Regardless, using this approach to solve a problem is known as backtracking and is very naturally implemented using recursion. This is because the runtime stack keeps track of all prior decision points along the current path and which options have been explored. It also ensures that we return to each point in the right order -- the opposite of the order in which we visited them. It does this by returning us to the each function, exactly where we left off in the opposite order in which it was called (as is always the case when a function returns).

The Blobs problem

Assume we have a two-demensional grid of cells. Each cell may be empty or filled. Any group of cells that are connected (horizontally, vertically, or diagonally) constitutes a "blob." The goal is to count the number of cells in a blob, given the location of the blob. You might imagine that the cells have been created by scanning a microscope slide of a bacterial culture, and that the purpose is the estimate the degree of infection. (This problem comes from McCraken's classic textbook -- see the assignment handout for the full citation). This has also been refered to as a forest problem, what part of the forest was burned by the fire.

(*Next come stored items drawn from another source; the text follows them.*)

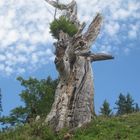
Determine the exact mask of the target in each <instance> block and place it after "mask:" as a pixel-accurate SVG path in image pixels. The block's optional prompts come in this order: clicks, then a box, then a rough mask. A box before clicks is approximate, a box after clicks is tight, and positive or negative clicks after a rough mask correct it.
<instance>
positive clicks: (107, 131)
mask: <svg viewBox="0 0 140 140" xmlns="http://www.w3.org/2000/svg"><path fill="white" fill-rule="evenodd" d="M40 124H41V123H40V122H38V123H33V124H31V125H25V126H22V127H21V126H20V127H17V128H15V130H13V129H12V130H8V131H7V132H1V133H0V140H63V139H64V138H65V139H67V140H68V139H71V140H140V113H134V114H129V115H123V116H120V117H112V118H105V117H97V118H96V119H94V120H93V121H92V122H91V123H90V124H87V125H86V126H84V127H83V128H79V129H77V130H75V131H74V132H67V130H66V129H64V130H63V131H61V132H60V133H59V134H57V135H56V134H55V133H53V132H52V131H51V130H50V129H48V128H46V126H44V125H40Z"/></svg>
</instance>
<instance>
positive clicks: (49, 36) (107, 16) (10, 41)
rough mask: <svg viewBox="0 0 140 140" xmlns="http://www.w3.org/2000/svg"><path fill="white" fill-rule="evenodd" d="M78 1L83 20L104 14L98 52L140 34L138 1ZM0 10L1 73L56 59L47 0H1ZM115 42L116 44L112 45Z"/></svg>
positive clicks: (79, 11) (79, 16)
mask: <svg viewBox="0 0 140 140" xmlns="http://www.w3.org/2000/svg"><path fill="white" fill-rule="evenodd" d="M70 1H71V0H60V2H64V3H69V2H70ZM76 1H77V3H78V15H79V18H80V20H81V21H86V22H88V23H89V22H91V20H92V19H93V17H94V16H95V14H96V13H97V12H101V13H102V14H103V16H104V24H103V28H102V33H101V35H100V40H103V41H98V46H99V47H97V50H98V51H104V52H112V51H118V50H119V49H117V48H116V46H115V43H116V44H118V43H120V42H121V39H122V38H123V39H127V38H130V39H131V40H134V39H137V38H138V37H137V36H138V35H140V33H138V30H139V29H140V22H139V20H140V12H139V11H140V2H139V0H133V1H132V0H116V1H114V0H76ZM0 9H1V10H0V62H1V64H0V72H2V73H6V74H8V75H10V74H12V73H23V72H25V71H27V70H28V69H37V68H39V67H41V66H42V65H43V64H47V63H49V62H50V61H53V60H54V55H53V48H52V45H51V47H50V45H48V44H49V43H52V42H53V41H54V40H53V38H52V37H51V35H50V33H49V23H50V22H51V21H52V20H53V14H54V8H53V7H51V6H50V5H49V4H47V3H46V2H45V0H30V1H29V0H10V1H8V0H1V1H0ZM58 13H59V14H60V13H61V12H58ZM128 21H130V22H131V23H128ZM134 21H136V22H137V23H135V24H134V23H133V22H134ZM112 42H113V43H114V47H113V46H111V47H110V44H111V43H112ZM100 46H101V47H100ZM126 50H127V49H126Z"/></svg>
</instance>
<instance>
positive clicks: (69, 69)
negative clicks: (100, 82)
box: [45, 0, 113, 131]
mask: <svg viewBox="0 0 140 140" xmlns="http://www.w3.org/2000/svg"><path fill="white" fill-rule="evenodd" d="M46 2H48V3H49V4H51V5H52V6H54V7H56V8H58V9H60V10H66V13H67V14H66V17H67V18H69V19H70V20H71V21H72V22H74V24H75V25H78V24H79V25H80V26H77V27H78V29H79V31H78V33H77V34H76V35H75V36H74V37H69V36H68V34H66V33H64V32H63V31H60V34H59V40H58V41H57V42H55V43H54V45H55V47H56V58H55V65H56V69H57V71H58V72H59V76H60V81H59V84H58V86H57V89H56V93H55V101H54V103H53V106H52V109H51V112H50V113H49V115H48V116H47V118H46V120H45V121H46V122H47V123H49V124H50V125H52V126H53V127H54V129H55V130H56V131H59V130H60V129H62V128H64V127H69V128H75V127H80V126H82V125H83V124H85V123H88V122H90V121H91V119H92V117H94V116H95V112H94V103H93V102H94V99H93V97H94V87H93V73H92V67H91V62H93V61H98V60H107V59H112V58H113V57H112V56H111V55H108V54H93V53H91V52H90V48H91V45H92V43H93V42H94V41H95V39H96V38H97V36H98V34H99V31H100V27H101V23H102V16H101V15H100V14H97V16H96V17H95V18H94V19H93V21H92V22H91V24H90V26H89V28H88V29H87V31H86V32H85V33H84V34H82V30H83V29H84V27H85V23H82V24H80V22H79V21H78V19H77V4H76V2H75V1H74V0H73V1H72V2H71V3H70V4H67V5H64V4H60V3H57V2H55V1H50V0H46ZM69 9H70V10H69Z"/></svg>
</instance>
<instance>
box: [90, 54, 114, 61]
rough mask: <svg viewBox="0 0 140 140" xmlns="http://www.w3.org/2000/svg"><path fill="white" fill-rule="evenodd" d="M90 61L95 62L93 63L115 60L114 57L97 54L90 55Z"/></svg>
mask: <svg viewBox="0 0 140 140" xmlns="http://www.w3.org/2000/svg"><path fill="white" fill-rule="evenodd" d="M90 59H91V62H93V61H101V60H108V59H114V57H113V56H112V55H110V54H104V53H97V54H90Z"/></svg>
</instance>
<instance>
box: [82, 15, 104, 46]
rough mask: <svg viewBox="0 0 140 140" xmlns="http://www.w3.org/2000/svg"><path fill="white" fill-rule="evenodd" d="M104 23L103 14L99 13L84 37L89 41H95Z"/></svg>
mask: <svg viewBox="0 0 140 140" xmlns="http://www.w3.org/2000/svg"><path fill="white" fill-rule="evenodd" d="M101 23H102V16H101V14H99V13H98V14H97V15H96V17H95V18H94V19H93V21H92V22H91V24H90V26H89V28H88V30H87V32H86V33H85V34H84V37H85V39H86V41H87V42H88V43H91V44H92V43H93V41H95V39H96V38H97V36H98V34H99V32H100V28H101Z"/></svg>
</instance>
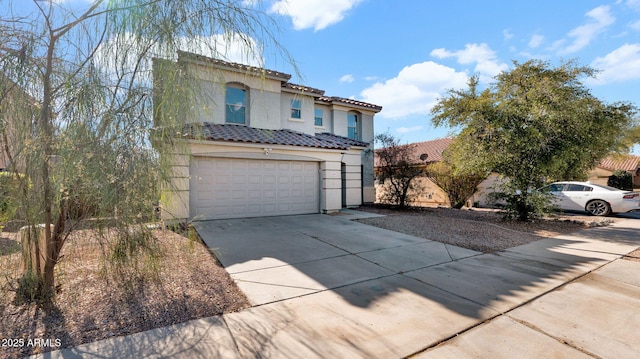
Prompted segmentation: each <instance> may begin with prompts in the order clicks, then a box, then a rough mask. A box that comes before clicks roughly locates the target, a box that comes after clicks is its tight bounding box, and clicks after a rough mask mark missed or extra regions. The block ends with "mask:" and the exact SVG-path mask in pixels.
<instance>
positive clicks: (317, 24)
mask: <svg viewBox="0 0 640 359" xmlns="http://www.w3.org/2000/svg"><path fill="white" fill-rule="evenodd" d="M361 1H362V0H278V1H276V2H275V3H273V5H271V8H270V9H269V12H271V13H276V14H280V15H284V16H290V17H291V19H292V20H293V27H294V29H296V30H304V29H308V28H313V29H314V30H315V31H318V30H322V29H324V28H326V27H327V26H329V25H333V24H336V23H338V22H340V21H342V19H344V17H345V14H346V13H347V11H349V10H351V9H352V8H353V7H355V6H356V5H358V3H360V2H361Z"/></svg>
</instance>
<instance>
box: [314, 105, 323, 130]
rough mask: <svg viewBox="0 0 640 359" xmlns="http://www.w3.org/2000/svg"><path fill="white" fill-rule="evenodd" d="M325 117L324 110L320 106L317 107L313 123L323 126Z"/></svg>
mask: <svg viewBox="0 0 640 359" xmlns="http://www.w3.org/2000/svg"><path fill="white" fill-rule="evenodd" d="M323 117H324V111H323V110H322V109H320V108H316V109H315V111H314V116H313V124H314V125H316V126H319V127H320V126H322V125H323V122H322V118H323Z"/></svg>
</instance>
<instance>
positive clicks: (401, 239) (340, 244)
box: [38, 215, 640, 358]
mask: <svg viewBox="0 0 640 359" xmlns="http://www.w3.org/2000/svg"><path fill="white" fill-rule="evenodd" d="M303 217H304V216H292V217H280V218H279V219H275V220H273V219H271V220H270V219H260V220H259V221H256V220H255V219H254V220H252V221H251V222H255V223H254V225H255V226H257V227H254V228H247V223H242V222H233V221H211V222H202V225H203V226H202V227H201V228H199V231H202V232H204V237H206V238H205V241H209V242H208V243H207V244H209V245H210V246H212V247H214V248H216V249H217V250H218V251H220V255H221V258H223V259H222V261H223V264H224V263H225V261H226V264H225V267H227V269H228V270H229V271H230V273H231V274H232V276H233V277H234V279H235V280H236V281H237V282H238V284H239V285H240V287H241V288H242V289H243V291H245V292H246V293H248V296H249V299H250V300H251V302H252V303H253V304H254V307H252V308H249V309H247V310H244V311H242V312H238V313H231V314H226V315H223V316H220V317H212V318H205V319H200V320H194V321H190V322H187V323H182V324H179V325H175V326H171V327H166V328H159V329H155V330H151V331H147V332H143V333H138V334H134V335H130V336H126V337H119V338H113V339H108V340H103V341H99V342H95V343H89V344H85V345H81V346H78V347H76V348H72V349H65V350H61V351H57V352H52V353H47V354H44V355H40V356H38V357H46V358H49V357H51V358H74V357H101V358H105V357H113V358H122V357H139V358H143V357H145V358H146V357H184V358H194V357H196V358H197V357H202V358H216V357H218V358H254V357H274V358H299V357H305V358H307V357H316V358H327V357H339V358H357V357H363V358H372V357H373V358H394V357H395V358H400V357H406V356H412V355H415V356H416V357H420V358H432V357H433V358H451V357H455V358H458V357H497V358H512V357H525V358H526V357H529V358H539V357H553V356H555V357H572V358H573V357H587V358H589V357H616V358H625V357H629V358H631V357H636V356H637V353H638V352H640V336H639V335H638V334H637V333H640V309H639V308H640V279H639V278H640V262H631V261H624V260H620V259H619V258H620V257H621V256H622V255H624V254H626V253H628V252H630V251H632V250H634V249H636V248H638V247H639V246H640V221H639V220H625V221H621V222H618V223H615V224H614V225H613V226H610V227H604V228H594V229H588V230H584V231H581V232H578V233H576V234H574V235H570V236H559V237H555V238H548V239H543V240H540V241H537V242H533V243H529V244H527V245H523V246H519V247H515V248H511V249H509V250H506V251H503V252H498V253H494V254H480V253H477V252H473V251H467V250H464V249H461V248H456V247H453V246H446V245H444V244H441V243H437V242H431V241H426V240H423V239H416V238H415V237H411V236H405V235H401V234H397V233H395V232H390V231H384V230H380V231H378V229H374V228H373V227H368V226H365V225H362V224H359V223H355V222H351V221H349V220H348V219H349V216H336V217H331V216H323V215H317V217H313V218H312V217H308V218H306V217H304V218H303ZM328 224H330V226H327V225H328ZM242 229H244V230H246V231H245V232H243V231H242ZM202 232H201V234H203V233H202ZM243 233H244V234H243ZM209 236H210V237H209ZM248 237H251V238H248ZM251 239H253V240H251ZM234 246H237V247H234ZM233 248H238V249H240V250H236V249H233ZM420 258H424V259H420ZM585 274H586V275H585Z"/></svg>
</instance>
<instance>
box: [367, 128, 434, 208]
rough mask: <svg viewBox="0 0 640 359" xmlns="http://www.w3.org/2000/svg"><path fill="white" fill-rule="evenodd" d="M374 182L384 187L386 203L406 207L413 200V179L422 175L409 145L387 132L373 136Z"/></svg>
mask: <svg viewBox="0 0 640 359" xmlns="http://www.w3.org/2000/svg"><path fill="white" fill-rule="evenodd" d="M375 144H376V148H377V149H376V150H375V162H376V166H375V167H376V169H375V172H376V180H377V181H378V183H380V184H381V185H383V186H384V188H385V190H384V194H383V197H384V198H383V199H384V201H386V202H387V203H391V204H394V205H397V206H398V207H401V208H403V207H406V206H407V205H408V204H409V203H410V202H411V201H412V200H413V199H412V198H411V193H412V191H415V181H414V180H415V179H416V177H418V176H420V175H421V174H422V173H423V169H422V166H421V162H420V159H419V158H414V157H415V156H414V152H413V151H412V148H411V147H410V145H402V144H400V140H399V139H398V138H396V137H394V136H393V135H391V134H389V133H388V132H385V133H380V134H377V135H376V136H375Z"/></svg>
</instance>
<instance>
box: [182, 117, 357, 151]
mask: <svg viewBox="0 0 640 359" xmlns="http://www.w3.org/2000/svg"><path fill="white" fill-rule="evenodd" d="M183 136H184V137H186V138H191V139H200V138H202V139H204V140H208V141H229V142H242V143H261V144H268V145H287V146H300V147H314V148H325V149H336V150H347V149H349V147H351V146H365V147H366V146H367V145H368V143H366V142H361V141H354V140H351V139H348V138H345V137H341V136H336V135H331V134H319V135H316V136H312V135H309V134H306V133H302V132H297V131H292V130H269V129H262V128H255V127H247V126H243V125H232V124H212V123H207V122H204V123H198V124H189V125H185V126H184V133H183Z"/></svg>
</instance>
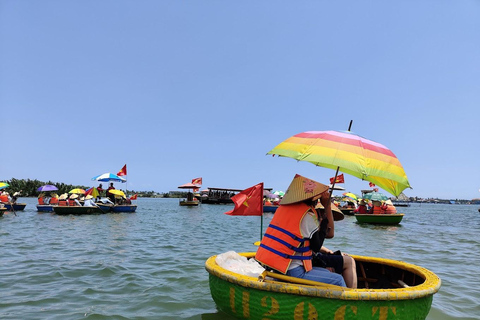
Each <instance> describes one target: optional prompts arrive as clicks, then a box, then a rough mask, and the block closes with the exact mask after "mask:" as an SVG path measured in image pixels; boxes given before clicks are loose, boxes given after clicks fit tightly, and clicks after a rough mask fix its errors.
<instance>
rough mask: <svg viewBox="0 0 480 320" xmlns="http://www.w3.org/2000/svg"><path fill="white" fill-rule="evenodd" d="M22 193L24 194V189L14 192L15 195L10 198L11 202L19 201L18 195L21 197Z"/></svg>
mask: <svg viewBox="0 0 480 320" xmlns="http://www.w3.org/2000/svg"><path fill="white" fill-rule="evenodd" d="M21 194H22V190H20V191H16V192H14V193H13V196H12V197H11V198H10V202H11V203H12V204H15V203H17V199H18V197H20V195H21Z"/></svg>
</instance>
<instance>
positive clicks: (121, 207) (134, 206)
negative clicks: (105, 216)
mask: <svg viewBox="0 0 480 320" xmlns="http://www.w3.org/2000/svg"><path fill="white" fill-rule="evenodd" d="M97 206H98V207H99V208H100V209H102V210H103V211H104V212H135V211H136V210H137V205H136V204H115V205H113V204H104V203H103V204H102V203H97Z"/></svg>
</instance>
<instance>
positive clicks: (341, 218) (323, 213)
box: [312, 201, 357, 288]
mask: <svg viewBox="0 0 480 320" xmlns="http://www.w3.org/2000/svg"><path fill="white" fill-rule="evenodd" d="M315 210H316V211H317V214H318V215H319V216H321V217H323V216H325V208H324V206H323V205H322V203H321V201H319V202H318V203H317V205H316V206H315ZM331 210H332V215H333V220H334V221H339V220H343V218H344V215H343V213H342V211H341V210H340V209H338V207H337V206H335V204H332V205H331ZM325 231H326V230H319V232H320V237H321V238H325ZM312 263H313V266H314V267H323V268H326V269H328V270H329V271H331V272H335V273H338V274H341V275H342V276H343V279H344V280H345V283H346V285H347V287H349V288H357V269H356V268H357V267H356V265H355V260H354V259H353V258H352V257H351V256H350V255H348V254H346V253H341V252H340V251H336V252H333V251H332V250H330V249H328V248H327V247H324V246H322V247H321V248H320V251H319V252H314V256H313V260H312Z"/></svg>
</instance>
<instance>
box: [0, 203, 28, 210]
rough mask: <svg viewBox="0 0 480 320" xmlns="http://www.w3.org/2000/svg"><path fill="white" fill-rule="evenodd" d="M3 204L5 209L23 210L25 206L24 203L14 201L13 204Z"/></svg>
mask: <svg viewBox="0 0 480 320" xmlns="http://www.w3.org/2000/svg"><path fill="white" fill-rule="evenodd" d="M3 205H4V206H5V208H7V211H23V210H24V209H25V207H26V206H27V204H26V203H14V204H13V206H12V205H11V204H10V203H4V204H3ZM12 207H13V210H12Z"/></svg>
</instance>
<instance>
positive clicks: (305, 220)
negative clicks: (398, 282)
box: [255, 174, 346, 287]
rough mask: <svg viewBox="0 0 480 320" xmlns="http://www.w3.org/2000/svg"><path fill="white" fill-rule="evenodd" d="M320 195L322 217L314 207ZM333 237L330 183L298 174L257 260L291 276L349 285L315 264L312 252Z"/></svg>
mask: <svg viewBox="0 0 480 320" xmlns="http://www.w3.org/2000/svg"><path fill="white" fill-rule="evenodd" d="M322 194H323V196H322ZM319 198H320V201H321V203H322V205H323V207H324V214H325V216H324V217H321V218H320V217H319V216H318V215H317V212H316V211H315V208H314V206H315V203H316V202H317V200H318V199H319ZM322 233H324V234H325V236H324V237H323V235H322ZM333 236H334V220H333V214H332V210H331V202H330V196H329V194H328V186H326V185H324V184H322V183H319V182H316V181H314V180H311V179H308V178H305V177H303V176H301V175H298V174H297V175H295V177H294V179H293V181H292V182H291V184H290V186H289V187H288V189H287V191H286V193H285V195H284V197H283V199H282V201H281V202H280V206H279V207H278V209H277V211H276V212H275V215H274V216H273V218H272V221H271V222H270V225H269V226H268V228H267V230H266V232H265V236H264V237H263V239H262V241H261V243H260V246H259V248H258V250H257V253H256V255H255V259H256V260H257V261H258V262H260V263H261V264H262V265H263V266H265V267H266V268H268V269H273V270H274V271H276V272H280V273H282V274H286V275H288V276H292V277H297V278H303V279H306V280H312V281H318V282H323V283H328V284H333V285H338V286H342V287H346V284H345V280H344V279H343V277H342V276H341V275H340V274H338V273H334V272H330V271H329V270H328V269H326V268H322V267H315V266H313V264H312V257H313V252H319V251H320V249H321V247H322V245H323V240H324V238H325V237H326V238H333Z"/></svg>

So, how should you go about solving this problem? The basic idea is this. The recursive method is invoked to determine the number of cells in its blob that are infected. If the cell is not infected or is not in the grid, it should return 0 -- these are the cases that will break the recursion and allow the count to unwind. Otherwise, it should return the sum of 1 for itself, plus whatever is counted by a recursive search of the cells around it. To accomplish this, it should call itself on those cells. We also have to account for the fact that once we count a cell it should have a marker that is changed so that we don't double count cells.

Flood-Fill, More Generally

The Blobs Problem is a specific example of a recursive technique generally known as Flood-Fill. It is called flood-fill, because it is the same technique used within paint programs to fill a bounded area. Think about how the "fill" tool works. It grows outward, just as does our solution to the blobs problem. And, the recursion ends when it goes off the canvas or hits a cell of the "border" color. The code looks exactly the same as our Blobs example above, except for the facts that a) it is marking/coloring the same board as it is processing and b) it isn't counting anything.

What makes flood-fill problems good problems for recursion? Well, what is naturally preserved by the runtime stack that we would otherwise want to preserve with an explicit stack? Int he case of the Queens problem, we were concerned about each decision point in the decision tree and the state of our decision making -- so that we could easily "backtrack" andsystematically try other possibilities.

In the case of flood fill, we are concerned with the location from which we are presently flooding outward. Although the interesting parts of our solution look like one line of code, it is important to realize that there are several recursive calls. And, that these calls are made one at a time, not in parallel. The stack keeps our state in the recursion tree, so we can continue to flood in all directions, rather than just following one path away. This is important, because the flood-fill appracoh relies on exploring in all directions, making this state information critical.

The Power of Recursion

In general, recursion is a good solution to a problem, if:

• The solution requires recursive thinking, e.g. a stack that can easy be managed by function calls and returns
• The problem is most easily expressed recursively, for example when it maps closely to a mathematical statement of the problem or a description of an algorithm that is naturally expressed using recursion
• When we want to prove properties by induction, as recursive expressions of the problem are structured much like inductive proofs

In general, unless there is a reason to favor recursion, we should avoid it, as recursive solutions spend time making function calls, which are costly, as, for example, they need to push data onto and pop data off of the stack. Unless this data is important to us an easily accessed as a stack, or the problem is better expressed recursively at a human level -- it probably isn't worth the cost.